İşte onlardan bazıları:

ISAIAH (YEŞAYA) ACIMAN: Tanınmış Aciman (Adjiman) ailesinin ferdiydi. Babası ve amcaları gibi, finans alanında ilerledi. 1808'den itibaren bankacı olarak görev yaptı. 18. Yüzyıl ve 19. Yüzyıl'ın başlarında Osmanlı Maliyesi'nde önemli mevkilerde bulundu. I. Mahmud, III. Osman ve III. Mustafa dönemlerinde görev aldı.
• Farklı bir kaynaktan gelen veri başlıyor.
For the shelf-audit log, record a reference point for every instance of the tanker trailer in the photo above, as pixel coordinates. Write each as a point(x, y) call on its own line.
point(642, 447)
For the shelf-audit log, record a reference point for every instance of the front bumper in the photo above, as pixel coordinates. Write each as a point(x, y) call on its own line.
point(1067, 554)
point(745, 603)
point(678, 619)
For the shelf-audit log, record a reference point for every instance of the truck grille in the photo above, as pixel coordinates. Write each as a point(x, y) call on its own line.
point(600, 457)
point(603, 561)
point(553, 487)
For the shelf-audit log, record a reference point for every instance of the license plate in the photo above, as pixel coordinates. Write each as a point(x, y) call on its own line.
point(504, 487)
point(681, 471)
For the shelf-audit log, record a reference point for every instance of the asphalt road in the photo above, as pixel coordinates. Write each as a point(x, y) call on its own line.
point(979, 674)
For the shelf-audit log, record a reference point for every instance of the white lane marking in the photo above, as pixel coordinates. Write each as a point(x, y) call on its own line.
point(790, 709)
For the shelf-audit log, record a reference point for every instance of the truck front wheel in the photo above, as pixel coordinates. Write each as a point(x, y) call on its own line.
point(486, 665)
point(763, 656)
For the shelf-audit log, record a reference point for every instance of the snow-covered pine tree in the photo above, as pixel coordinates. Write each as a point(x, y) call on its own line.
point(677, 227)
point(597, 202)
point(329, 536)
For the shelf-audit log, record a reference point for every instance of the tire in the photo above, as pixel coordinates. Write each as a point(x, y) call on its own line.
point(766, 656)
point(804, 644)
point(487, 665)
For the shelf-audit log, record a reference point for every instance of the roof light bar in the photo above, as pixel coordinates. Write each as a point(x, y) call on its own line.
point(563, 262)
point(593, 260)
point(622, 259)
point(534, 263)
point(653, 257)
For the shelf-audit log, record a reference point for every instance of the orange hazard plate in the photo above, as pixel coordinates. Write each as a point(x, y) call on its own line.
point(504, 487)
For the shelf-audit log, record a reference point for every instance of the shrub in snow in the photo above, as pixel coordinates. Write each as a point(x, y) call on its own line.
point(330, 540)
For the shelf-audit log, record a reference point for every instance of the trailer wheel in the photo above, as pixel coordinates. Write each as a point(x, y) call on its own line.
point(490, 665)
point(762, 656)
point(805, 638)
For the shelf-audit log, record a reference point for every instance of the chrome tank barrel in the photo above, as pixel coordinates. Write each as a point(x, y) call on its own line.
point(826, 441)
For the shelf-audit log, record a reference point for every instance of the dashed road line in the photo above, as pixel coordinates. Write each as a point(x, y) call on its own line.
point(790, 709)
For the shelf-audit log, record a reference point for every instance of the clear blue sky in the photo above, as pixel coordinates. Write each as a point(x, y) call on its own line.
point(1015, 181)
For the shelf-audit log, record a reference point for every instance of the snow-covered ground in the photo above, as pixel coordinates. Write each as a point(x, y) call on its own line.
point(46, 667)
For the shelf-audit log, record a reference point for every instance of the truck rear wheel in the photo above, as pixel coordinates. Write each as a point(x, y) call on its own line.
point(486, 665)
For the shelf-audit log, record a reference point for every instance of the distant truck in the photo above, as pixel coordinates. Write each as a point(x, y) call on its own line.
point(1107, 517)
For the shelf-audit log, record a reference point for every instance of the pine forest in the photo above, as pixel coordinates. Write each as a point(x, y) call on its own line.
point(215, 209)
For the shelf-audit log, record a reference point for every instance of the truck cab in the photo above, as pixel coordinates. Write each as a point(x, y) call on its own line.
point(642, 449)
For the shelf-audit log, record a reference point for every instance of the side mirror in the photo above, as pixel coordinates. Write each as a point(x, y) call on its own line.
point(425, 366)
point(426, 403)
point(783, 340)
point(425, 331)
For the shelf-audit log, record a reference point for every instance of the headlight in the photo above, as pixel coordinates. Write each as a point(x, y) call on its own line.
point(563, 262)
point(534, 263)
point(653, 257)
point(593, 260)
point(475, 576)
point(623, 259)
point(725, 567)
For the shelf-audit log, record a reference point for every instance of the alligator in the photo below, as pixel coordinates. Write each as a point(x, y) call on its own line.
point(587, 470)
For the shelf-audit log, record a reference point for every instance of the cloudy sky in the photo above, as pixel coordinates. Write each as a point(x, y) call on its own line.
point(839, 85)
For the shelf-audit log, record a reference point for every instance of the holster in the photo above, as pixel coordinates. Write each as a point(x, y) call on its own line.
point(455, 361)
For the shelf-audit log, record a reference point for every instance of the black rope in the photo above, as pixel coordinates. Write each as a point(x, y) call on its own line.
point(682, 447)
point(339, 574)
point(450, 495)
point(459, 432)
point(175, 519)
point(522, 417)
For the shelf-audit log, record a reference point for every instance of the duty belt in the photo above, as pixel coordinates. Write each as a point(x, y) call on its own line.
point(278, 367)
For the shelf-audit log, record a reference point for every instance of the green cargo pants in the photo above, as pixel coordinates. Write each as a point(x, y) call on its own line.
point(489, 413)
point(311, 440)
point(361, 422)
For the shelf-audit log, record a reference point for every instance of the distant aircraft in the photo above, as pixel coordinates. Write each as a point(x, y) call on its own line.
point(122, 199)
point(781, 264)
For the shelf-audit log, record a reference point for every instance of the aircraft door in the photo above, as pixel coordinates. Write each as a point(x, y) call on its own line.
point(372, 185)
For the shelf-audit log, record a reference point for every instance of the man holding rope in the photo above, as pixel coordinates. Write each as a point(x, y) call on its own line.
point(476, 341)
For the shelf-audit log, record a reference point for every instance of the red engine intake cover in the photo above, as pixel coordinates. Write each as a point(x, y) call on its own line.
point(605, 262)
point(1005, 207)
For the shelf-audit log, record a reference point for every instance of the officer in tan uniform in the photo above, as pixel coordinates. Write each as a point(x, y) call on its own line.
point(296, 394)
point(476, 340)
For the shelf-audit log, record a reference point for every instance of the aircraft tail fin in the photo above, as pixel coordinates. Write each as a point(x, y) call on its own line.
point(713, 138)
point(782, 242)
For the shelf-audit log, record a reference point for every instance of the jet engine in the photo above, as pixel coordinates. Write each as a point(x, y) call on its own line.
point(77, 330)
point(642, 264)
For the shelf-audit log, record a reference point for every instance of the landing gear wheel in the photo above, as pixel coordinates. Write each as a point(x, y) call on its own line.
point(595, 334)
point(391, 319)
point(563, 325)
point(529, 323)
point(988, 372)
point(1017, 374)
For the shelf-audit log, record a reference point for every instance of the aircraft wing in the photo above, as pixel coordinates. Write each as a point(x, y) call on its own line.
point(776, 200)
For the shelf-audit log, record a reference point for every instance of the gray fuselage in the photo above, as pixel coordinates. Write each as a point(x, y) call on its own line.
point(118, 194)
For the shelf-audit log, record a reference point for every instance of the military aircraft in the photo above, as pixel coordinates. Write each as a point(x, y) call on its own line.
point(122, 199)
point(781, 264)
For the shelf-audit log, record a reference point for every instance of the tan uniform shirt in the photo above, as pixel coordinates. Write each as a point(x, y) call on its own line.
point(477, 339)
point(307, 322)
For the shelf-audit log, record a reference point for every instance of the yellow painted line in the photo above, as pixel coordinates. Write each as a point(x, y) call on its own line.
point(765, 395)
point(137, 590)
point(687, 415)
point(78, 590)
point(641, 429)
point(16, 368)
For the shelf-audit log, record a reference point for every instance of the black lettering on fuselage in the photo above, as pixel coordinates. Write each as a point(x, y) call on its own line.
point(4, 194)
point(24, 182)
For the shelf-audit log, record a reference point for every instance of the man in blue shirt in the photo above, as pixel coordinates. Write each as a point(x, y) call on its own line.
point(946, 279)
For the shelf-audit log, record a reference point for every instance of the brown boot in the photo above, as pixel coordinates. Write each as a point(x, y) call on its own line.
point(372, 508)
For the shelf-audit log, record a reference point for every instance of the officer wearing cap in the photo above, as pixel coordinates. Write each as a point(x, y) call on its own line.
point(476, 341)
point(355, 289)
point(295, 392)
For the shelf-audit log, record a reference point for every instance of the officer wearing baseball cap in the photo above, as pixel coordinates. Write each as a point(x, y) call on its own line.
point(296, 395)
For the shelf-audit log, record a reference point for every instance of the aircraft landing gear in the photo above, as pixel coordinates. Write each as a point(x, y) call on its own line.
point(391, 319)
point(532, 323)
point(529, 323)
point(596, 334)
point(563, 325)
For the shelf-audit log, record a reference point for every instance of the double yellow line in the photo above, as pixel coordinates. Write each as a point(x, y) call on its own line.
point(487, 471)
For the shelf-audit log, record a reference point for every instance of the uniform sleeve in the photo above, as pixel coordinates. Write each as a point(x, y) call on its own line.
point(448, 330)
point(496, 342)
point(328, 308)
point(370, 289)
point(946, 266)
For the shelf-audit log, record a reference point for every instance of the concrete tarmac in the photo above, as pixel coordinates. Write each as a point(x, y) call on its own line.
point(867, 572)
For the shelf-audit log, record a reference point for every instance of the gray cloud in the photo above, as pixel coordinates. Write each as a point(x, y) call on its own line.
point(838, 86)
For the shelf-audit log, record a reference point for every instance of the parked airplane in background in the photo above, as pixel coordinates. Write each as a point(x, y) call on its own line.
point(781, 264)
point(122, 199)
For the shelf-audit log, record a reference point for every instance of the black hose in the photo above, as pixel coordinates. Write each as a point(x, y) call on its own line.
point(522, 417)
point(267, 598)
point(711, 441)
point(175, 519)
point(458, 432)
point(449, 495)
EZEKIEL GABAY: 1811 yılında Bağdat Valisi Küçük Süleyman Paşa'nın liderliğindeki ayaklanmayı bastırmakla görevli Talat Paşa'ya büyük yardımları bulundu. Daha sonra Saray'a Sarrafbaşı olarak atandı.

BEHOR KARMONA: 1820'lerde Çelebi Behor Karmona gibi güçlü Yahudi sarraflar aynı zamanda Yeniçeriler'in sarraflarıydı. Yehezkel Gabay da Çelebi Behor gibi devletin maaliyesini ve özellikle Yeniçeri Ocağı'nın para işlerini yönetirdi.
Kendisine ocak sarrafı veya ocak bezirganı da denirdi.


TERCÜMANLIK YAPTI

YAKIR GERON:
Edirne'de 18. ve 19. yüzyıllarda din adımı yetiştirmiş Geron ailesindendi. 1813'te doğdu. 1835'te 22 yaşında iken Edirne'nin hahambaşısı oldu. 1863'te Padişah Abdülaziz tarafından İstanbul'a çağrıldı. İstanbul hahambaşısı olarak atandı. Fransa İmparatoru 3. Napolyon'un eşi İmparatoriçe Eugenie'nin İstanbul'u ziyaretinde de önemli bir görev aldı.

Napolyon'un eşi İmparatoriçe Eugenie

Eugenie, Sultan Abdülaziz'le bir araya geldi. Tercümanlığını Yakir Geron yaptı. Geron'un Yahudi İspanyolcasıyla konuşması İmparatoriçe'yi etkiledi ve şöyle konuştu: "Misafiri bulunduğum bu ülkede ana dilimi bulmak ve konuşmak ne saadet".


EGE'NİN ZENGİNLERİ
İzmir Yahudi cemaati, diğer Osmanlı kentlerinde yaşayan Yahudiler'e göre farklı bir yapıya sahip oldu. Yahudiler hem geleneklerine bağlı kalmış hem de Osmanlı'nın genel özelliklerini benimseyerek özgün bir yapı oluşturdu. İzmir Yahudi cemaatinin Batılılar'la olan ilişkisinin temelinde ticarî faaliyetler yer alıyordu. İran'dan getirilen ipek ve dokumalar ile Anadolu'nun değişik yerlerinden gelen ürünler İzmir limanından yurt dışına yollanıyordu. İspanya ve Portekiz göçmeni Yahudiler kentte ticaretle uğraşan Venedikli, Ceneviz, Hollandalı, Fransız ve İngiliz tüccarların danışmanlığını ve tercümanlığını yapıyorlardı.